I'm in more than two minds about whether to fly to London in the summer....I'm booked for a Conference in the first week of July.
Hotel and flight prices will be exorbitant - that doesn't worry me as I'm not paying - but it's security concerns that are bugging me.
I'm far from the nervous type, quite the opposite, but with all that's currently going on in the world and our compliance in so many 'bad' things I fear there will be some kind of incident, hopefully minor and prevented before harm is done.
Am I being paranoic?


----------



## xabiaxica (Jun 23, 2009)

mrypg9 said:


> I'm in more than two minds about whether to fly to London in the summer....I'm booked for a Conference in the first week of July.
> Hotel and flight prices will be exorbitant - that doesn't worry me as I'm not paying - but it's security concerns that are bugging me.
> I'm far from the nervous type, quite the opposite, but with all that's currently going on in the world and our compliance in so many 'bad' things I fear there will be some kind of incident, hopefully minor and prevented before harm is done.
> *Am I being paranoic*?


maybe....................but just because you're paranoid it doesn't mean they're not out to get you 

I think that unless you _have to_ go or _want to_ go for the Olympics themselves, that London would be best avoided this summer - afaic if only because it will be so horribly crowded


----------



## Solwriter (Jan 10, 2012)

Sorry to hear about your Mum, Pesky.
Hope she's going to be ok.

As for cheap airlines, I've given up on trying to get the cheapest deal with any of them and have gone for a bit more convenience. 
3 or 4 years ago, when there were still UK flights out of Granada airport, I looked at the chance of commuting between the UK and Spain at weekends, but gave up the idea as the costs, even then via budget airlines, were too high, taking into account fares at the UK end when landing at some ungodly hour and having to travel many miles from the airport to my destination.

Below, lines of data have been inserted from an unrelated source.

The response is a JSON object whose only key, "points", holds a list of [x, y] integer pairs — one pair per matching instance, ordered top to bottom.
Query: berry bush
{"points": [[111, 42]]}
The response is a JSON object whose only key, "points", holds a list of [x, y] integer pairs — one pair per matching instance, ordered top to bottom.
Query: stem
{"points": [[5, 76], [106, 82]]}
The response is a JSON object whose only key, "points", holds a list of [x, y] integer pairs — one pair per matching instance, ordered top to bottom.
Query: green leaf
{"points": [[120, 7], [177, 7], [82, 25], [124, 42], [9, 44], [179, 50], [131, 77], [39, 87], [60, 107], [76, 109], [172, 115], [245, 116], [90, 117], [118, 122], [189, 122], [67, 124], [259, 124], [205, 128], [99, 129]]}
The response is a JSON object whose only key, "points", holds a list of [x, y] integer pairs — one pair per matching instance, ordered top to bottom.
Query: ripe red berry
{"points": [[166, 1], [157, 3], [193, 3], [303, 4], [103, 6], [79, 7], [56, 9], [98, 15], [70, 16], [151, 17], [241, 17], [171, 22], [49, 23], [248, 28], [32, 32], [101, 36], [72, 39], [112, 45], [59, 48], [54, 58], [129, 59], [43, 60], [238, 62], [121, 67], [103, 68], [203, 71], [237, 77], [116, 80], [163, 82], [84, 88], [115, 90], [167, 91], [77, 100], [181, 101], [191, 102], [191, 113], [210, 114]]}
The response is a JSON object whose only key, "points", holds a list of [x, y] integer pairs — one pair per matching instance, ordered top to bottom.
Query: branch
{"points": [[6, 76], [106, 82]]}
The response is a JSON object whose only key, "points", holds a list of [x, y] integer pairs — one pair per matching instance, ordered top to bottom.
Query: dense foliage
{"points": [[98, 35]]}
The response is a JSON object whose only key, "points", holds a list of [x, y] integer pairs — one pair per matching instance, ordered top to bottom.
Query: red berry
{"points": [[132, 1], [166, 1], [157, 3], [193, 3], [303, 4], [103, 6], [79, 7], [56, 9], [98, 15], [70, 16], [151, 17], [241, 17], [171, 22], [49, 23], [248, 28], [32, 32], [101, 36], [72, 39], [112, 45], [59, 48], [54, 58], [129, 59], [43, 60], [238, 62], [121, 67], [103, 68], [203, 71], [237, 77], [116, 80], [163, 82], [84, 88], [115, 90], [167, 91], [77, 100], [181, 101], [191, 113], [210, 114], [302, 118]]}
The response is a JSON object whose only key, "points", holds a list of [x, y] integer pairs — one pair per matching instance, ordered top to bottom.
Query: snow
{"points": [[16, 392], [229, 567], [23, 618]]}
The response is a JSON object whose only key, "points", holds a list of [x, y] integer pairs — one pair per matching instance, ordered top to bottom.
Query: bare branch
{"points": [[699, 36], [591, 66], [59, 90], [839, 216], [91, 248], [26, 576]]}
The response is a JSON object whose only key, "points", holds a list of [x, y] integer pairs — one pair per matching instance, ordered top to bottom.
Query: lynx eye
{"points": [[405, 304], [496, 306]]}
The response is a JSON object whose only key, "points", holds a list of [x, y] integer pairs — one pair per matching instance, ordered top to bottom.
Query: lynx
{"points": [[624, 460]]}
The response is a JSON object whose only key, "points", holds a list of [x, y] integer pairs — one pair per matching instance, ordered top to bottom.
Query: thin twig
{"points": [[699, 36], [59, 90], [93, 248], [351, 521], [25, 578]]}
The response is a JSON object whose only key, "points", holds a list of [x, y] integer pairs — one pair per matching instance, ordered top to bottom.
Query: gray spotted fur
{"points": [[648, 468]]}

But I agree, this year travel costs are worse and actual flight numbers are down. I have had to delay my trip to the UK until near the end of March, because the flight times I need, to fit in with my family at the UK end, aren't available until then.


----------



## Solwriter (Jan 10, 2012)

mrypg9 said:


> I'm in more than two minds about whether to fly to London in the summer....I'm booked for a Conference in the first week of July.
> Hotel and flight prices will be exorbitant - that doesn't worry me as I'm not paying - but it's security concerns that are bugging me.
> I'm far from the nervous type, quite the opposite, but with all that's currently going on in the world and our compliance in so many 'bad' things I fear there will be some kind of incident, hopefully minor and prevented before harm is done.
> Am I being paranoic?


No you're not,
It's only natural, given the current emphasis on the 'T' word, that you would think this way.
But I do think it is going to be hell for anyone travelling via a major UK airport during the Olympics, because there will be security queues and hot, weary and disgruntled passengers, everywhere.


----------



## bob_bob (Jan 5, 2011)

Mary if you don't travel because of a potential terrorist attack then 'they' have won without firing a shot


----------



## mrypg9 (Apr 26, 2008)

bob_bob said:


> Mary if you don't travel because of a potential terrorist attack then 'they' have won without firing a shot


Oh no, it's not that.....this is a woman who flew two days after 9/11 ...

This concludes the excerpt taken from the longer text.